Jul 17, 2014 7:00 am

Skift Take

These demographic differences will likely become more pronounced as the Chinese traveler community grows, making them worth taking note of in the competitor for the high-spending guests.

— Samantha Shankman

Turnkey Analytics to Track Your Competitors

Jonathan Kos-Read  / Flickr

A Chinese woman walks down the street. Jonathan Kos-Read / Flickr


In 2013, 97 million Chinese tourists travelled abroad — less than 5 percent of the total population — making the demographic the top international spenders for the second year in a row. As the country’s outbound traveler population grows, it also slowly becomes more sophisticated.

For example, more Chinese travelers are researching and booking travel online as well as leaving tour groups for independent adventures.

Global hotel brands and independent hoteliers are already seeing the impact of this growth and hungry to attract and build a reputation among this customer group.

According to Hotels.com survey of more than 3,000 of the website’s hotel partners, more than half of respondents have seen an increase in Chinese guests and just over 10 percent say Chinese traveler now account for up to 10 percent of their business.

Hotels, overwhelmed by the opportunity presented by China’s growing outbound traveler population, can begin to focus their marketing efforts on a single gender.

The report outlines several statistics that all suggest Chinese women are traveling more frequently, more independent when making booking decisions, and spending the most.

On average, Chinese women spend $385 more than men during international trips.

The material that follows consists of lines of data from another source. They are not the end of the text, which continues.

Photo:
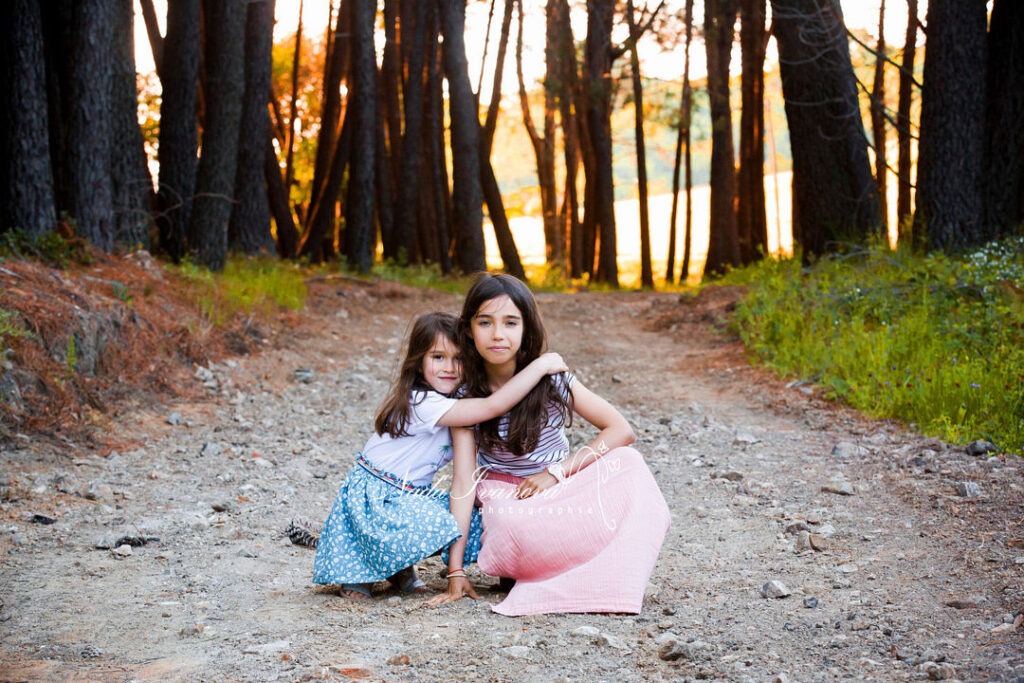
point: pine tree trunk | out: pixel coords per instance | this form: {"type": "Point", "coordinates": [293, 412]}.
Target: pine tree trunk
{"type": "Point", "coordinates": [467, 194]}
{"type": "Point", "coordinates": [224, 62]}
{"type": "Point", "coordinates": [752, 222]}
{"type": "Point", "coordinates": [27, 200]}
{"type": "Point", "coordinates": [598, 70]}
{"type": "Point", "coordinates": [359, 223]}
{"type": "Point", "coordinates": [723, 246]}
{"type": "Point", "coordinates": [950, 199]}
{"type": "Point", "coordinates": [132, 184]}
{"type": "Point", "coordinates": [1005, 120]}
{"type": "Point", "coordinates": [90, 130]}
{"type": "Point", "coordinates": [178, 130]}
{"type": "Point", "coordinates": [834, 188]}
{"type": "Point", "coordinates": [250, 224]}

Chinese women travel more frequently for leisure than men (4.86 trips abroad vs. 4.49 for men in the past five years) and are starting to take more trips (4.86 vs. 3.61 for 2013).

They are more likely to travel abroad to visit friends (27% v. 22% for men) and for vacation (90% vs. 85%), making them more likely to spend money on sightseeing, dining, and shopping that men (sightseeing 74% v. 72%, dining 67% v. 61% and shopping 60% v. 51%) who are more likely to travel for business and educational purposes.

Chinese women are also prime targets for hotels’ marketing campaigns as they are more likely than men to book independently (68% v. 65% for men) and more likely to take advantage of deals (33% v. 29%) and blogs (24% v. 20%) when making a holiday decision.